American gymnastics coach

Roger L. Counsil (January 11, 1935 – August 8, 2017) was a former American gymnastics coach, and head of the United States Gymnastics Federation, now known as USA Gymnastics.

==Biography==
Counsil was born on January 11, 1935, in Wood River, Illinois. He attended East Alton–Wood River High School and graduated in 1954.

He was an athlete at Southern Illinois University, where he competed in track, swimming, and gymnastics. He was the NAIA 1-meter diving champion in 1957, the same year he was named the "Most Valuable Athlete" at SIU. In addition to his bachelor's degree, he earned his Master's from SIU and completed his doctorate in Higher Education Administration at Indiana University Bloomington.

For 17 years, he coached at Indiana State University.

Counsil was named Olympic coach for the U.S.-boycotted 1980 Summer Olympics and held several other positions. These included:

- Chairman of the NCAA Gymnastics Committee.
- Men's coach for the U.S. team in the 1978 World Games .
- Host coach for the 1975 NCAA National Championships in Terre Haute.
- National "Coach of the Year" and four-time recipient of Mideast "Coach of the Year" honors.
- Executive Director of the USA Gymnastics, a position he assumed after leaving ISU in February 1980.

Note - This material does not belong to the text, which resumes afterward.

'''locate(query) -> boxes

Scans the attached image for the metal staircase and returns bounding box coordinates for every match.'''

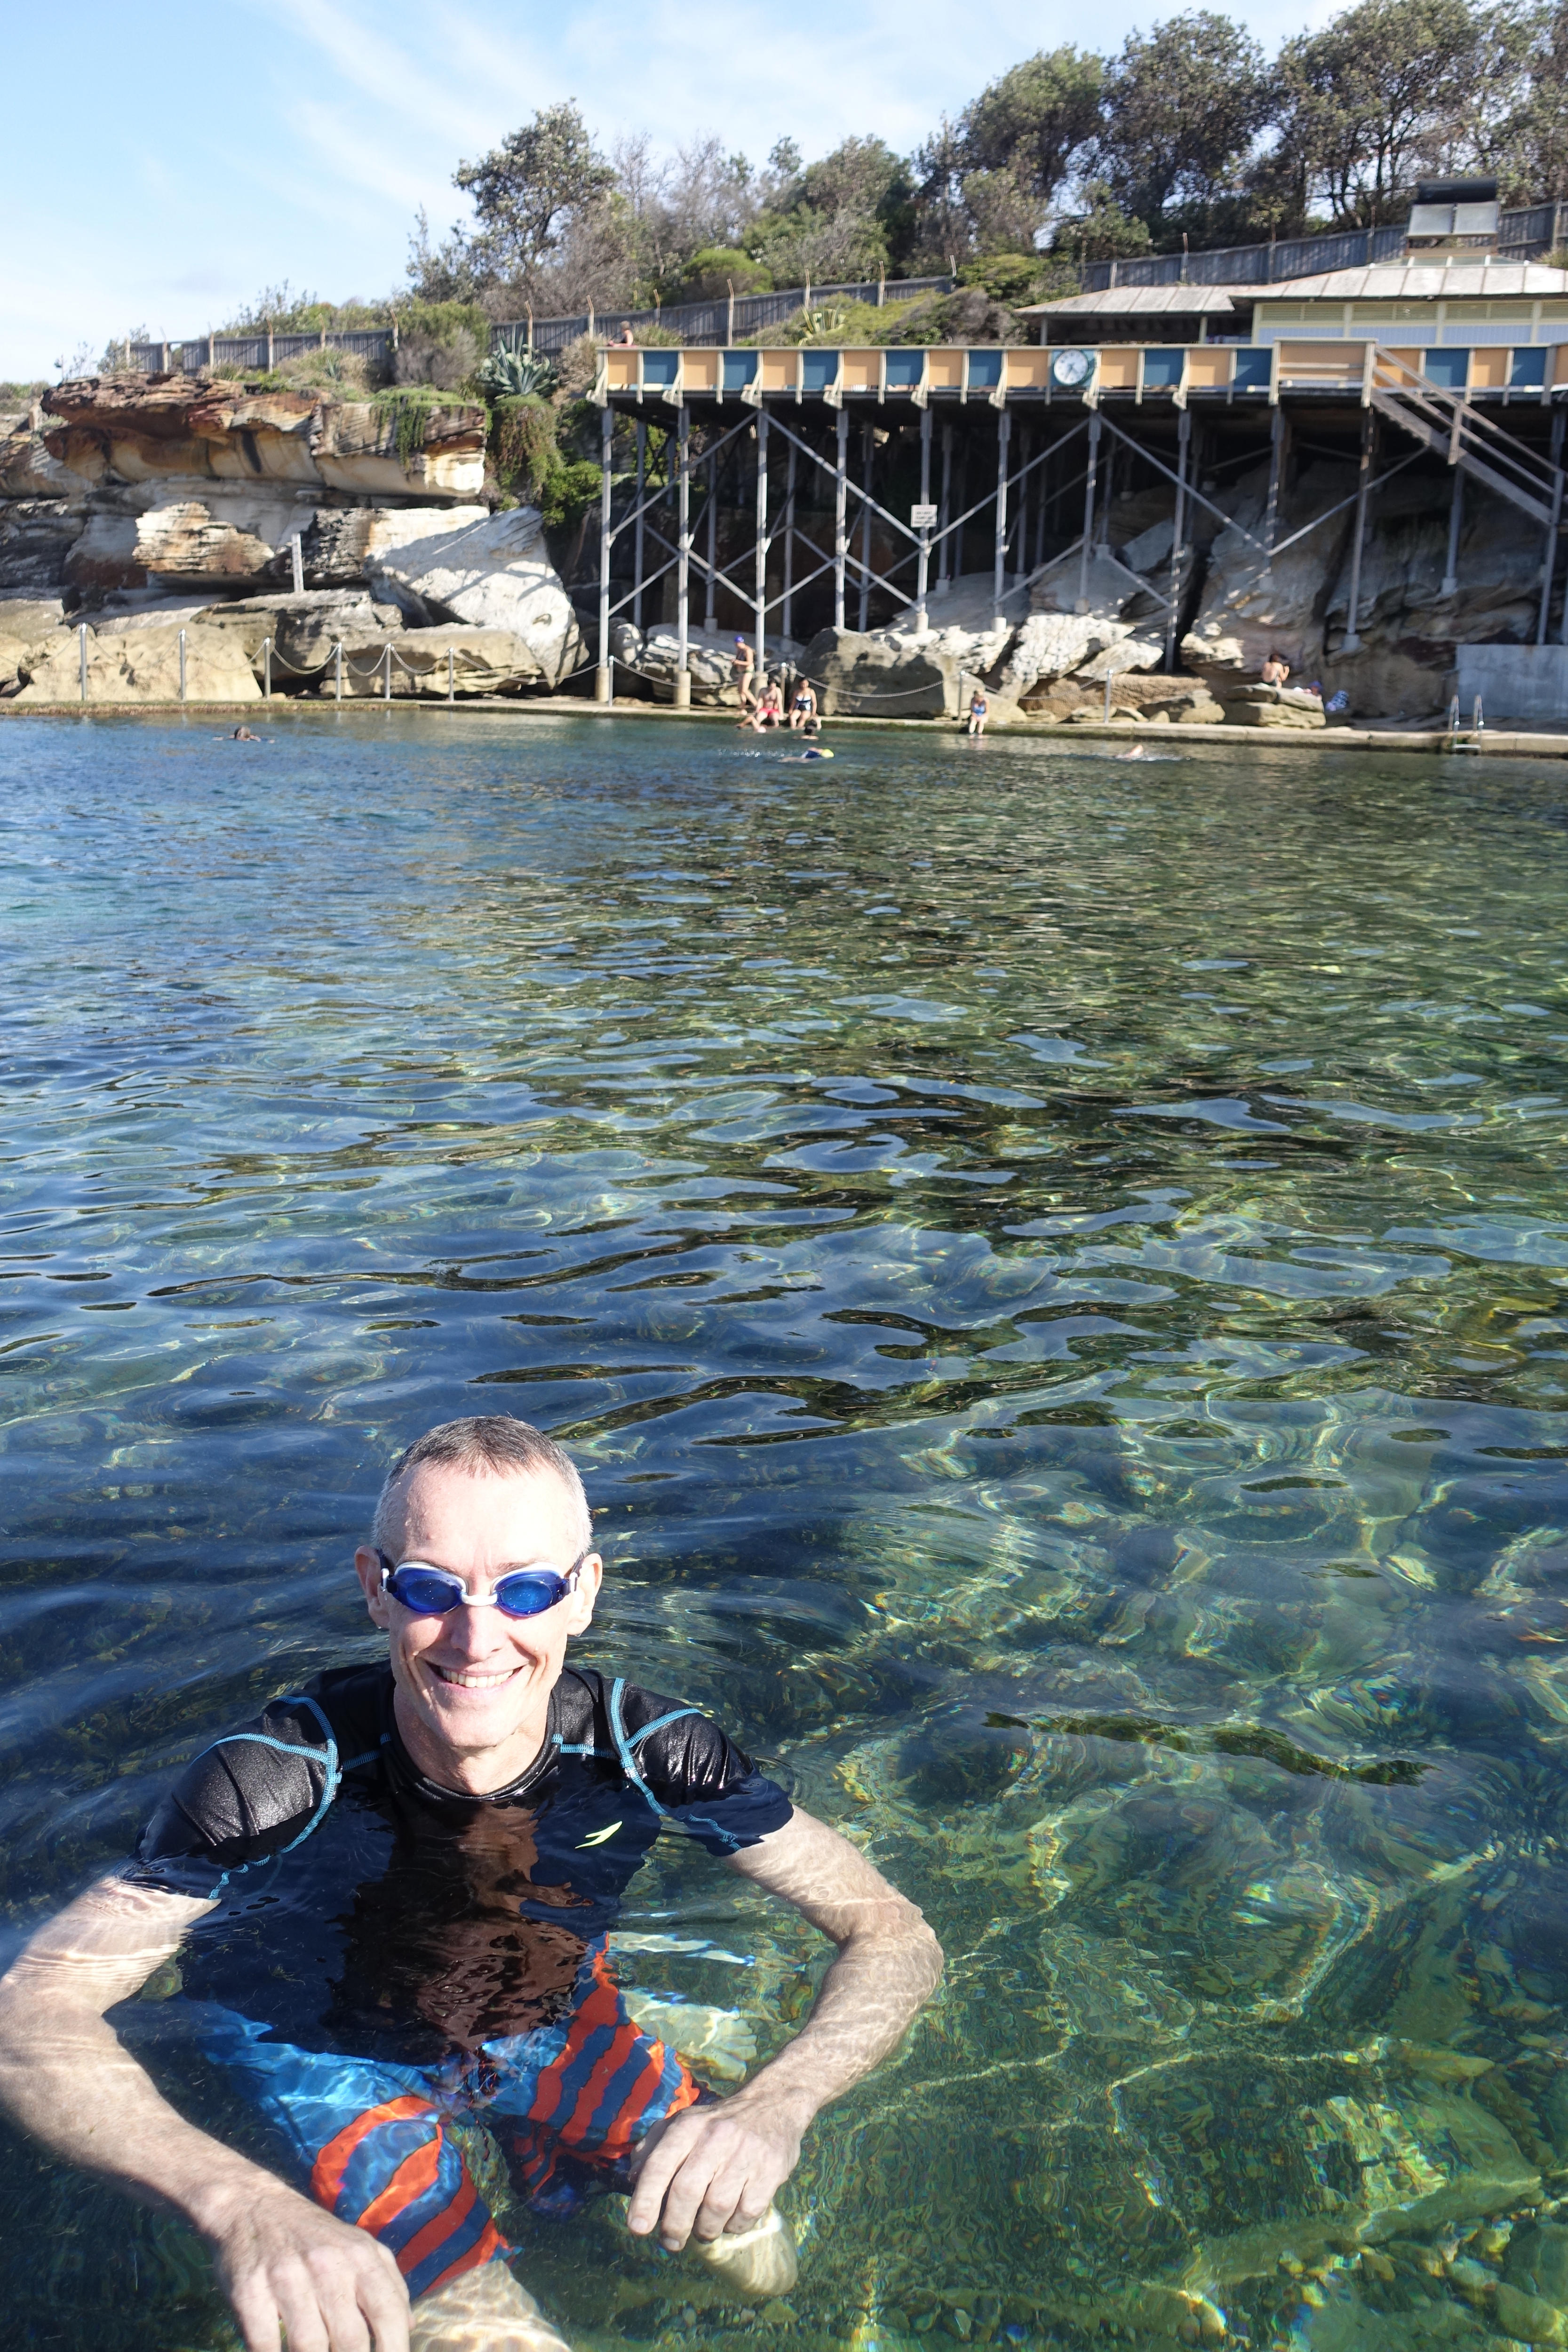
[1366,347,1562,528]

In 1980, he was inducted into the Southern Illinois University Athletics Hall of Fame. In 1985, he was inducted into the Indiana State University Athletics Hall of Fame. On August 8, 2014, he was selected as an Institutional Great by the Missouri Valley Conference and inducted into the Conference Hall of Fame.

==Death==
Counsil died on August 8, 2017, at the age of 82.